Hello. I can say that because I don’t work for Kleberg County, Texas. Kleberg County recently became the first county in America (at least I assume this; don’t tell me if I’m wrong. I don’t want to know) to have an official greeting.
Generally, counties are not like states, which have official everythings. (Did you know, for instance, that the state dog of Pennsylvania is the Great Dane? That Georgia’s state fossil is the shark’s tooth? Or that there’s a movement in Utah to make the dutch oven the official cookware of the Beehive State?)
Anyway, a commissioner in Kleberg County decided that the word “hello” was too close to the word “hell,” so he introduced a resolution to make “heaven-o” the official county greeting. “I see hell in hello,” Leonso Canales was quoted as saying. “It is disguised by the ‘o,’ but once you see it, it will slap you in the face.” Everybody else on the Kleberg County Commission must have seen it, too, because the resolution passed unanimously.
So I’m reading this story, while the eggs I’ve boiled to make deviled eggs are cooling, and I’m thinking, “Of course! How come that’s never slapped me in the face? And, I’m almost out of Hellman’s mayonnaise, so how am I gonna finish these dang eggs?”

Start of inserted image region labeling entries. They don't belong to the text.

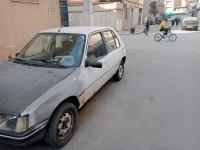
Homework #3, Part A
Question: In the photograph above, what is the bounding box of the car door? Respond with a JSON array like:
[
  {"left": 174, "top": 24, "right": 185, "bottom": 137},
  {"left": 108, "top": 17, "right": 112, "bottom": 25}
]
[
  {"left": 102, "top": 30, "right": 123, "bottom": 78},
  {"left": 84, "top": 32, "right": 109, "bottom": 102}
]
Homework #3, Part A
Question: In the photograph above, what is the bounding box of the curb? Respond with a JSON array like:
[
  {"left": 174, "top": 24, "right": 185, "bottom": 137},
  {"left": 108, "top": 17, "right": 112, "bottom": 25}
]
[{"left": 118, "top": 32, "right": 143, "bottom": 35}]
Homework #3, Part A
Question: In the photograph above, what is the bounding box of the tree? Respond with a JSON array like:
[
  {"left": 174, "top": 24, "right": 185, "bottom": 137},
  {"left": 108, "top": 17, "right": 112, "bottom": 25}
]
[{"left": 149, "top": 1, "right": 158, "bottom": 17}]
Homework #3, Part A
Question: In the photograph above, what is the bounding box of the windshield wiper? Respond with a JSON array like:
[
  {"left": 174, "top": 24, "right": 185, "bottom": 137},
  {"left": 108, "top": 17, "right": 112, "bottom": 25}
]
[
  {"left": 14, "top": 58, "right": 33, "bottom": 66},
  {"left": 30, "top": 59, "right": 66, "bottom": 68}
]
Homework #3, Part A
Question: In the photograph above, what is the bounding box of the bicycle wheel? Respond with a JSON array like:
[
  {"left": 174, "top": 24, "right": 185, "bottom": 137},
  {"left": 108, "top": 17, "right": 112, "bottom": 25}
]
[
  {"left": 168, "top": 33, "right": 177, "bottom": 42},
  {"left": 154, "top": 33, "right": 162, "bottom": 42}
]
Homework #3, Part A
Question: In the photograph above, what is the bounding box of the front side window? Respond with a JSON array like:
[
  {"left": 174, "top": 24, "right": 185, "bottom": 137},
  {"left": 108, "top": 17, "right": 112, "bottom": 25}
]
[
  {"left": 16, "top": 33, "right": 85, "bottom": 67},
  {"left": 112, "top": 32, "right": 120, "bottom": 48},
  {"left": 103, "top": 31, "right": 117, "bottom": 53},
  {"left": 87, "top": 33, "right": 105, "bottom": 61}
]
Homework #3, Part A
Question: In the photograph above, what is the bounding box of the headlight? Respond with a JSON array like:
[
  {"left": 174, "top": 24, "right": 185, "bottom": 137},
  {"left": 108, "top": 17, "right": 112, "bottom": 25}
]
[{"left": 0, "top": 115, "right": 28, "bottom": 133}]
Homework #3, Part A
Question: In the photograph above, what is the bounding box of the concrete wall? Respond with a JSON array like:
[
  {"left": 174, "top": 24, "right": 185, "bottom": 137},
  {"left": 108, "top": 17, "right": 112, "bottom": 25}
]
[{"left": 0, "top": 0, "right": 61, "bottom": 60}]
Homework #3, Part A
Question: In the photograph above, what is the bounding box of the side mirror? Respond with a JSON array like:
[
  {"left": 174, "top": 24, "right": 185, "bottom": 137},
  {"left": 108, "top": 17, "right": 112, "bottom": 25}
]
[
  {"left": 15, "top": 53, "right": 19, "bottom": 57},
  {"left": 85, "top": 60, "right": 102, "bottom": 68}
]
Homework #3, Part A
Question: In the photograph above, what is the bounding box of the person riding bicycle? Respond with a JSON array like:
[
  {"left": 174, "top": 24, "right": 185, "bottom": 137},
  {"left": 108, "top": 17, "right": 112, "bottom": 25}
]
[{"left": 159, "top": 18, "right": 171, "bottom": 37}]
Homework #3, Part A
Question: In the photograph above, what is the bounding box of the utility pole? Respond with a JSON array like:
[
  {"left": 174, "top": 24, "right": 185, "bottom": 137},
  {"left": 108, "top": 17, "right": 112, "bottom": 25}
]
[{"left": 83, "top": 0, "right": 93, "bottom": 26}]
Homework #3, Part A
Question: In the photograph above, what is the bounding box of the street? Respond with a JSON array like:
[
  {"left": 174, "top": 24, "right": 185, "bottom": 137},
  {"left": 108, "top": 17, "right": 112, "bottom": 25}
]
[{"left": 0, "top": 28, "right": 200, "bottom": 150}]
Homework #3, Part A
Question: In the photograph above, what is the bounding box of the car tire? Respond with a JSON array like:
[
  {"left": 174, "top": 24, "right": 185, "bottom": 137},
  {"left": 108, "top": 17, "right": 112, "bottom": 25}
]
[
  {"left": 44, "top": 102, "right": 78, "bottom": 148},
  {"left": 113, "top": 61, "right": 124, "bottom": 81}
]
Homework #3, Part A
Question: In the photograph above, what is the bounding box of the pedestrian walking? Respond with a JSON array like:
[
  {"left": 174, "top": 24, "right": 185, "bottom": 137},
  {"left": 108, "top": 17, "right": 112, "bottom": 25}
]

Then my husband, who’s got one hellacious cold, comes in to remind me that I need to go pick up some devil’s food cake mix for our daughter’s class bake sale. He’s humming “Hello, I Love You,” the old Doors’ song, which is interesting, because Tony Bennett is on the stereo singing, “Hello, Young Lovers,” and I can’t figure out how he — Jack not Tony — can concentrate.
But I digress. According to the story, which appeared in the San Antonio Express-News, Kleberg County employees are either a) very excited or b) very nonchalant about the whole thing. No one is quoted as saying, “That’s the dumbest thing I ever heard.”

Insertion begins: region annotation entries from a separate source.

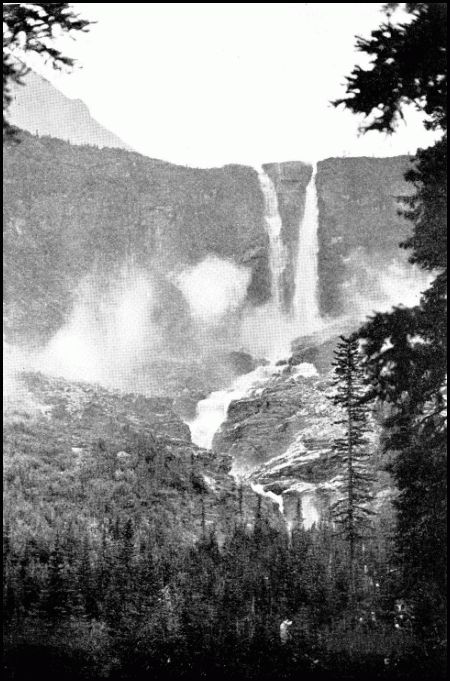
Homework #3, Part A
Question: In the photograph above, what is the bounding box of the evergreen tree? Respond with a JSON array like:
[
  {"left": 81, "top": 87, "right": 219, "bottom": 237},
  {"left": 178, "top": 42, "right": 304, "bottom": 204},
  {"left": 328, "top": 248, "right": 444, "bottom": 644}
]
[
  {"left": 3, "top": 2, "right": 90, "bottom": 136},
  {"left": 331, "top": 336, "right": 373, "bottom": 587},
  {"left": 335, "top": 3, "right": 447, "bottom": 632}
]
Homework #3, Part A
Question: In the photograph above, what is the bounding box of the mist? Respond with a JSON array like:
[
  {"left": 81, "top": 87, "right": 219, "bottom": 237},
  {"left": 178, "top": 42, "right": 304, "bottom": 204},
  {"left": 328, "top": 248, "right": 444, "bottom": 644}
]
[
  {"left": 4, "top": 250, "right": 432, "bottom": 402},
  {"left": 173, "top": 255, "right": 251, "bottom": 326}
]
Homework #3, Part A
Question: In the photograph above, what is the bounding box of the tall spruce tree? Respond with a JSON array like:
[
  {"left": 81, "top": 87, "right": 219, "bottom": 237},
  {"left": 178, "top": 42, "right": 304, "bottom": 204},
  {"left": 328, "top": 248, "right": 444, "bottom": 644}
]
[
  {"left": 335, "top": 3, "right": 447, "bottom": 645},
  {"left": 331, "top": 336, "right": 373, "bottom": 588}
]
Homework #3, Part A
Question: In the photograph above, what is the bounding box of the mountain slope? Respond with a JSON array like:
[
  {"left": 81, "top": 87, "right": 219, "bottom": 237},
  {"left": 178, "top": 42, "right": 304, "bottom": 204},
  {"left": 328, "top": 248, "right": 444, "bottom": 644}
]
[{"left": 8, "top": 71, "right": 131, "bottom": 151}]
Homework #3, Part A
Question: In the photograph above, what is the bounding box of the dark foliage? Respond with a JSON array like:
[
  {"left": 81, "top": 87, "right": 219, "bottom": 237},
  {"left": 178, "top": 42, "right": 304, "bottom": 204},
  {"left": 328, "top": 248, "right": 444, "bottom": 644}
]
[
  {"left": 336, "top": 3, "right": 447, "bottom": 647},
  {"left": 3, "top": 2, "right": 90, "bottom": 137}
]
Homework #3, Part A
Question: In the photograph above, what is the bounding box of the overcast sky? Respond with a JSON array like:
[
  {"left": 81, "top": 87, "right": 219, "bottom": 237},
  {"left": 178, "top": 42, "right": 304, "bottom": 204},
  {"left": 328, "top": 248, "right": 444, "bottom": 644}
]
[{"left": 28, "top": 3, "right": 440, "bottom": 166}]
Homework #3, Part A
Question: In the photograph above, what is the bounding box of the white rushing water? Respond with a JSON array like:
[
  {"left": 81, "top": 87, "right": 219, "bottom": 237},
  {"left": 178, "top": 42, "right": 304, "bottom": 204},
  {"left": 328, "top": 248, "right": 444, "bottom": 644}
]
[
  {"left": 188, "top": 364, "right": 280, "bottom": 449},
  {"left": 258, "top": 167, "right": 286, "bottom": 310},
  {"left": 188, "top": 166, "right": 319, "bottom": 449},
  {"left": 293, "top": 164, "right": 320, "bottom": 335}
]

(By the way, use of heaven-o is optional, so the ACLU doesn’t get all hot about that church-state separation thing.)
It is nice to know that, what with welfare reform, unfunded mandates and cuts in Medicare and Medicaid breathing down its neck, there is one county in the United States that has more important things to worry about.
And it’s comforting to remember that the U.S. Congress hasn’t cornered the market on comedy when it comes to legislation. There are some local governments out there that are doing a heavenuva fine job of keeping us in stitches.